Up until now, the majority of starts have been by those over 25 years old (only 800 Higher Level starts by under 19 year olds and 4,200 by those 19-24 in 2012/13). The low number of Higher Level opportunities has also limited the extent of ‘progression’ via an Advanced Level Apprenticeship. As a result, HLAs do not as yet provide a serious ‘alternative’ to a degree.
Level 4 schemes – equivalent to foundation degree/HND level – are also being delivered by training organisations or by the growing number of private universities. HLAs should require at least part-time classroom-based technical study but their relationship with Higher Education is unclear.
HLAs have been built on the back of increasingly discredited lower level apprenticeships at level 2 (equivalent to GCSE) and – at least until very recently – it has been existing workers, rather than new applicants, who have benefitted most, as employers have ‘converted’ existing staff to ‘apprentices’ to gain training subsidies. This has also enabled government to meet its ‘targets’.
When young people have been directly recruited, they have not usually been guaranteed permanent employment and have found an apprenticeship may only last about a year – sometimes less. More reputable apprenticeships with leading employers have attracted huge numbers of applicants but these are a minority. The majority of schemes, rather than providing real opportunities for learning, have been no more than what we call Another Great Training Robbery. Further Education colleges have been marginalised with work-place training carried out by private training providers, in some cases doing little more than assessing what employees already know, but enjoying lucrative government contracts.

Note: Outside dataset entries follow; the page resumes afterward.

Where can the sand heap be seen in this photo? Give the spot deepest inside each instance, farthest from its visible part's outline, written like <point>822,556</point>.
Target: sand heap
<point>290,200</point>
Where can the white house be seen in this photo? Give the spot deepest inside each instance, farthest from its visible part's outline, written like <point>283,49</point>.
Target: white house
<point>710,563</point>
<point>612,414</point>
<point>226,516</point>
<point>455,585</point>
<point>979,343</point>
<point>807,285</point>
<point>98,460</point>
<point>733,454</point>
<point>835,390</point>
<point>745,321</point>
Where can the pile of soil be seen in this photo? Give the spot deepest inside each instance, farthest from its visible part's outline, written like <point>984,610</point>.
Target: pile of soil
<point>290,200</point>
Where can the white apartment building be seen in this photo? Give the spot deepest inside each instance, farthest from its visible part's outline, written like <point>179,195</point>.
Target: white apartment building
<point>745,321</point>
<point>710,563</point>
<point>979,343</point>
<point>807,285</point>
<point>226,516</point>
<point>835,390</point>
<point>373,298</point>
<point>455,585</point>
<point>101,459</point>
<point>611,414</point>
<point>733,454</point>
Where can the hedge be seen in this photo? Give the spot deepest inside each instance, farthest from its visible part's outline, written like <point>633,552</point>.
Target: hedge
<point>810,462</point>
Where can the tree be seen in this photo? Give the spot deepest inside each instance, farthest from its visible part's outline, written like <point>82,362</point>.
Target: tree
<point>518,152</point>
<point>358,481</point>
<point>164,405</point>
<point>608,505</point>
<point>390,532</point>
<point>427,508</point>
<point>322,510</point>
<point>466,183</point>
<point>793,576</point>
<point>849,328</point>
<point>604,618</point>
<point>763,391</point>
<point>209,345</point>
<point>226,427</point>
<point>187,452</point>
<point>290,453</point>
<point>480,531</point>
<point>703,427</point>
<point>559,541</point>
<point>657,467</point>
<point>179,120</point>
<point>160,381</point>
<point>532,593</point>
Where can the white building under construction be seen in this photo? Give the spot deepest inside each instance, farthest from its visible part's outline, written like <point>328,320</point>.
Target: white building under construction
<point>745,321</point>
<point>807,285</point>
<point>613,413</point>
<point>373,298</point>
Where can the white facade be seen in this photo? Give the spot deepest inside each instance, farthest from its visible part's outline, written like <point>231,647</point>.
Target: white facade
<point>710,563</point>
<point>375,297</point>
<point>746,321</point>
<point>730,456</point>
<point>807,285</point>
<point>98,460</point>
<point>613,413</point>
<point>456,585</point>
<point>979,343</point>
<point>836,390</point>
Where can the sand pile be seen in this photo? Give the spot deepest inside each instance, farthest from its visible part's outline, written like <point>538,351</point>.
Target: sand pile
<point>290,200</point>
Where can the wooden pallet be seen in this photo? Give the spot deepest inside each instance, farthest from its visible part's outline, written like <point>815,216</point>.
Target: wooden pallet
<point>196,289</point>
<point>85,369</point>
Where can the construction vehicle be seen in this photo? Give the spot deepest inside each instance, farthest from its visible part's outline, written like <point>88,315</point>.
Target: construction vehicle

Following recommendations in the Richard Review, the government now wants to ‘put employers in the driving seat’, giving them more power over apprenticeship funding and to decide what sort of qualifications apprentices should gain. Also supported by Labour and essentially a continuation of the English free-market, ‘firm by firm’ approach, this may instead lead to a fall in the number of apprentices because it places too much of a burden on individual employers, particularly small ones.
What Britain lacks is the national regulation that has formed the basis of the German system for the last 50 years, where government, employers and trade unions cooperate in planning apprenticeship numbers as well as training content. This results in two thirds of young Germans completing apprenticeships to at least level 3 (Advanced level) with 90% going into employment. German apprenticeships also generally last at least three years and involve part-time study in special vocational colleges. In comparison, without guarantees of both progression and employment, HLAs are unlikely to become properly embedded.
Also, compared with Germany, a much greater proportion of UK young people enter university. So many employers see no need to be involved in HLAs when there are more than enough graduates to recruit. At the same time, many leading employers now recruit through internships, while those employers that still want to, can sponsor potential recruits through a university degree. Ironically, the most ‘vocational’ of all university courses, like law and medicine, are those least likely to be under threat from an alternative apprenticeship route.